Although it may be assumed that an increase in pollution emissions would impede high-quality development, studies have confirmed this negative effect [
1,
2]. However, it has also been demonstrated that at specific stages of development, increased pollution emissions reflect increased resource consumption, which may facilitate improvements in industrialization and production efficiency, thus promoting high-quality economic development [
3]. Chen et al., 2024 [
4] examined the impact of high-quality development on economic growth and carbon emissions in 26 cities of the Yangtze River Delta. The findings indicate that promoting economic growth in regions with medium- or high-quality economic development exhibits a nonlinear relationship. Furthermore, high-quality development plays a pivotal role in reducing environmental pollution and carbon emissions. Nevertheless, the study did not elucidate how high-quality development specifically affects the decoupling effect of economic growth from pollution emissions. The extant literature has primarily concentrated on the impact of factors such as technological advancement and green development on economic growth or pollution emissions [
5,
6]. Although these studies have elucidated the role of certain components of high-quality development, they have yet to comprehensively answer how high-quality development influences pollution emissions and economic growth. Furthermore, the impact of high-quality development on the decoupling effect of economic growth and pollution emissions as well as the specific mechanism of action have not been sufficiently explored.

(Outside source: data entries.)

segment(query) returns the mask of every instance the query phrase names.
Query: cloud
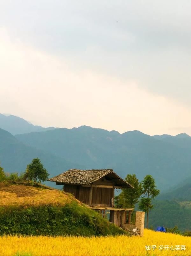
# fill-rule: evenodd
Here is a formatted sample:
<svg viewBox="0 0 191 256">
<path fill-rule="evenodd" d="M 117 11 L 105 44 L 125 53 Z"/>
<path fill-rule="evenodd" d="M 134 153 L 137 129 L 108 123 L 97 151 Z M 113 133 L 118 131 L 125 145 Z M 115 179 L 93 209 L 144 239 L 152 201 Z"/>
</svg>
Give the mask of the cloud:
<svg viewBox="0 0 191 256">
<path fill-rule="evenodd" d="M 138 80 L 190 107 L 191 7 L 187 0 L 7 0 L 0 25 L 77 71 Z"/>
<path fill-rule="evenodd" d="M 85 124 L 151 135 L 191 126 L 190 108 L 141 88 L 138 79 L 74 70 L 68 57 L 14 41 L 4 28 L 0 39 L 1 113 L 45 127 Z"/>
</svg>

Considering the prevailing context, the present study investigated the factors influencing the decoupling effect between economic growth and pollution emissions, focusing on nine prefecture-level cities in Fujian Province. To achieve this, this study first employed the input–output analysis method to calculate the direct electricity consumption coefficients of various industries using the input–output table of Fujian Province. In addition, it combined data on industrial electricity consumption and electricity prices from January 2019 to June 2024 to calculate the total regional output. Further, a Tapio decoupling model was employed to construct a decoupling index utilizing the pollution emission data from these cities. Subsequently, this paper proposes a high-quality development index (HQDI) for each city. This index was developed utilizing the entropy method, incorporating industrial electricity consumption and business expansion data. Finally, this study empirically investigated the impact of the HQDI and its dimensions on the decoupling effect, revealing the mechanisms through which HQDI influences pollution decoupling. The results show that most observations achieved strong or weak decoupling, indicating significant progress in environmental governance. The empirical results suggest that HQDI positively influences decoupling effects, with innovation, openness, and sharing driving progress, while brown industries and SMEs capacity installation hinder these efforts. Moreover, extremely high temperatures have a notably negative impact, while increased market concentration contributes positively to decoupling.
This study makes several significant contributions, as outlined below. First, to address the dearth of monthly industry data, this study employed an innovative methodology that combines input–output tables and big data on electricity to estimate regional output and the scale of the digital economy. On the one hand, the input–output table elucidates the technical and economic interconnections between sectors. Conversely, as a “barometer” of economic activity, the big data on electric power directly correlate with both economic development and environmental sustainability. These data can reflect economic dynamics with greater precision and in real time, thereby compensating for the limitations of traditional data and enhancing insights into the dynamics of economic structure changes.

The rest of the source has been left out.